Social Security serves as a critical source of income for millions of retirees today. And chances are, you'll want to get the most out of the program once you're eligible to sign up for benefits. But if you end up falling victim to these three fairly common mistakes, you might kick yourself big time after the fact.
1. Not knowing what full retirement age looks like
The monthly Social Security benefit you're entitled to in retirement will hinge on how much income you earned during your 35 highest-paid years in the labor force. But that benefit won't be yours until you reach full retirement age, or FRA.
FRA isn't a single age. Rather, it's dependent on the year you were born. Do yourself a favor and consult this table to see what your FRA looks like.
If Your Year of Birth Is: |
Full Retirement Age Is: |
---|---|
1943-1954 |
66 |
1955 |
66 and two months |
1956 |
66 and four months |
1957 |
66 and six months |
1958 |
66 and eight months |
1959 |
66 and 10 months |
1960 or later |
67 |
You're allowed to sign up for Social Security before reaching FRA -- once you turn 62, you're welcome to claim your money at any time. But for each month you file for Social Security before FRA, your monthly benefits get reduced -- for life. And that's a financial hit you may not be able to afford if you don't have a lot of savings.
2. Not realizing how much replacement income Social Security provides
Some people go into retirement feeling confident in their ability to cover their expenses on Social Security alone. But one thing to realize is that Social Security will only replace about 40% of your preretirement wages if you earn an average salary. And most seniors need more income than that to maintain a comfortable lifestyle.
Now, to be fair, you probably don't need 100% of your former paycheck once you retire. That's because you're apt to shed certain expenses, like those related to holding down a job.

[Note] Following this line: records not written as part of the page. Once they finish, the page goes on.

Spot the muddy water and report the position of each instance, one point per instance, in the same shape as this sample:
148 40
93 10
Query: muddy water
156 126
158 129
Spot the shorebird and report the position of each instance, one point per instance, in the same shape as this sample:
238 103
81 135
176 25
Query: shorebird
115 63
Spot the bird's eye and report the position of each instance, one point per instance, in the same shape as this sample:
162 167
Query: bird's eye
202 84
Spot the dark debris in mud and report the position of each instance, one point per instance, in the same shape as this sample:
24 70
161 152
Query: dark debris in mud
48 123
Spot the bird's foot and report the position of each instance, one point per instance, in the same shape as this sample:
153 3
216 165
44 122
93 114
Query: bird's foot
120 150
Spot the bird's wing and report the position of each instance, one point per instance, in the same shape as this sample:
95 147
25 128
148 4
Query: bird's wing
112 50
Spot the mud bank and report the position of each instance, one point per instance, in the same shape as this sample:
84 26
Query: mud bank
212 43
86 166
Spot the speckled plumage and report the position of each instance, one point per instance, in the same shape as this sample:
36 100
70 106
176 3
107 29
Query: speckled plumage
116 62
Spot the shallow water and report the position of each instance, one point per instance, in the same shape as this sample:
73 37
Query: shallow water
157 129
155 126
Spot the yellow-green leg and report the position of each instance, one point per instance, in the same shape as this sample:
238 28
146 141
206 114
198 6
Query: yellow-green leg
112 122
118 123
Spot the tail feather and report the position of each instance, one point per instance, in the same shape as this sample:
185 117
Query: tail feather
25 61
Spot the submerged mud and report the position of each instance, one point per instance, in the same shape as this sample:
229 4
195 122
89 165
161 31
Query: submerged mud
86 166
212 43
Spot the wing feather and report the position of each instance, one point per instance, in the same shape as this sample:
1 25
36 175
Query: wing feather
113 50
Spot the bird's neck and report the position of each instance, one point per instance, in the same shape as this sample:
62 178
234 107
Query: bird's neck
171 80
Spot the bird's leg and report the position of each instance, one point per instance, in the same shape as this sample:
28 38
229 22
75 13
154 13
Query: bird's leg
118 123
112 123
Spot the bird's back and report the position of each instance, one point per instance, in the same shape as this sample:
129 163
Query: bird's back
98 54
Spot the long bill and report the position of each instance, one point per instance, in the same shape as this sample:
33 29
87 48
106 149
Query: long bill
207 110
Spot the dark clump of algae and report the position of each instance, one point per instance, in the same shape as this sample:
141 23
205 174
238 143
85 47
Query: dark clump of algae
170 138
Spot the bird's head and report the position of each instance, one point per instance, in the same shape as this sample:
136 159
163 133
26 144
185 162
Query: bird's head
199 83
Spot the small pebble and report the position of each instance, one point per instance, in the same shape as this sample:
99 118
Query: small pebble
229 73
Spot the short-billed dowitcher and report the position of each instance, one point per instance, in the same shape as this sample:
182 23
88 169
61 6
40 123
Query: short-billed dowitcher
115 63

But a 60% pay cut is a pretty significant one. So a happy medium is probably somewhere between 40% and 100% of what you used to earn.
Make sure your savings are substantial enough to bridge that gap. If not, you may want to consider working longer to boost your nest egg and delaying Social Security for a higher monthly benefit. For each month you delay your filing past FRA, up until age 70, your benefits get a boost.
3. Not strategizing with a spouse
It may be that you and your spouse are each eligible for Social Security based on your respective wage histories. If that's the case, you have a prime opportunity to maximize your benefits -- so don't squander it.
Rather than claim Social Security independently, sit down and devise a joint strategy. You may decide to have one of you claim Social Security at FRA so you have some income coming in while the other delays their claim for a boosted benefit for life. That's just one example. Talk through your options before jumping in.
The income you get from Social Security could really end up sustaining you to a large degree throughout retirement. So do your best not to fall victim to these giant mistakes.